Neubauer Cajetan, Sessions Alex L, Booth Ian R, Bowen Benjamin P, Kopf Sebastian H, Newman Dianne K, Dalleska Nathan F
Division of Biology and Biological Engineering, California Institute of Technology, Pasadena, CA, 91125, USA.
Division of Geological and Planetary Sciences, California Institute of Technology, CA, 91125, USA.
Rapid Commun Mass Spectrom. 2018 Dec 30;32(24):2129-2140. doi: 10.1002/rcm.8288.
Microbial growth rate is an important physiological parameter that is challenging to measure in situ, partly because microbes grow slowly in many environments. Recently, it has been demonstrated that generation times of S. aureus in cystic fibrosis (CF) infections can be determined by D O-labeling of actively synthesized fatty acids. To improve species specificity and allow growth rate monitoring for a greater range of pathogens during the treatment of infections, it is desirable to accurately quantify trace incorporation of deuterium into phospholipids.

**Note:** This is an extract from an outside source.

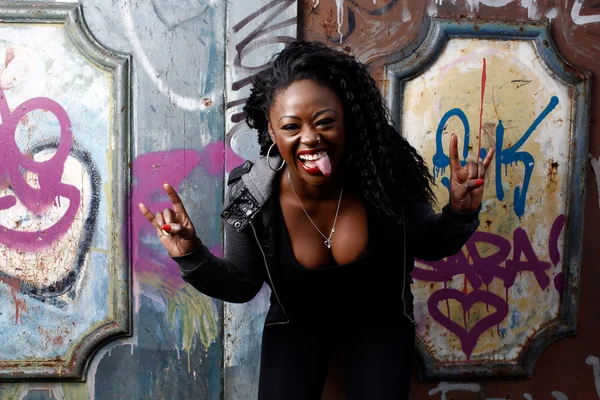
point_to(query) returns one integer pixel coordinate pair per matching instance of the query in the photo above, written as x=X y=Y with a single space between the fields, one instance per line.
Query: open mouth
x=317 y=163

Lipid extracts of D O-treated E. coli cultures were measured on liquid chromatography/electrospray ionization mass spectrometry (LC/ESI-MS) instruments equipped with time-of-flight (TOF) and orbitrap mass analyzers, and used for comparison with the analysis of fatty acids by isotope-ratio gas chromatography (GC)/MS. We then developed an approach to enable tracking of lipid labeling, by following the transition from stationary into exponential growth in pure cultures. Lastly, we applied D O-labeling lipidomics to clinical samples from CF patients with chronic lung infections.
Lipidomics facilitates deuterium quantification in lipids at levels that are useful for many labeling applications (>0.03 at% D). In the E. coli cultures, labeling dynamics of phospholipids depend largely on their acyl chains and between phospholipids we notice differences that are not obvious from absolute concentrations alone. For example, cyclopropyl-containing lipids reflect the regulation of cyclopropane fatty acid synthase, which is predominantly expressed at the beginning of stationary phase. The deuterium incorporation into a lipid that is specific for S. aureus in CF sputum indicates an average generation time of the pathogen on the order of one cell doubling per day.
This study demonstrates how trace level measurement of stable isotopes in intact lipids can be used to quantify lipid metabolism in pure cultures and provides guidelines that enable growth rate measurements in microbiome samples after incubation with a low percentage of D O.
微生物生长速率是一个重要的生理参数,原位测量具有挑战性,部分原因是微生物在许多环境中生长缓慢。最近,已证明通过对主动合成的脂肪酸进行D O标记可以确定囊性纤维化(CF)感染中金黄色葡萄球菌的代时。为了提高物种特异性,并在感染治疗期间对更广泛的病原体进行生长速率监测,准确量化氘在磷脂中的微量掺入是很有必要的。
对经D O处理的大肠杆菌培养物的脂质提取物在配备飞行时间(TOF)和轨道阱质量分析仪的液相色谱/电喷雾电离质谱(LC/ESI-MS)仪器上进行测量,并用于与通过同位素比气相色谱(GC)/MS分析脂肪酸进行比较。然后,我们开发了一种方法,通过跟踪纯培养物中从稳定期到指数生长期的转变来实现对脂质标记的追踪。最后,我们将D O标记脂质组学应用于患有慢性肺部感染的CF患者的临床样本。
脂质组学有助于在脂质中进行氘定量,其水平对许多标记应用有用(>0.03原子%D)。在大肠杆菌培养物中,磷脂的标记动态很大程度上取决于其酰基链,并且在磷脂之间,我们注意到仅从绝对浓度来看不明显的差异。例如,含环丙基的脂质反映了环丙烷脂肪酸合酶的调节,该酶主要在稳定期开始时表达。CF痰液中金黄色葡萄球菌特有的一种脂质中的氘掺入表明该病原体的平均代时约为每天一个细胞倍增。
本研究展示了如何利用完整脂质中稳定同位素的痕量水平测量来量化纯培养物中的脂质代谢,并提供了在与低百分比的D O孵育后能够在微生物组样本中进行生长速率测量的指导方针。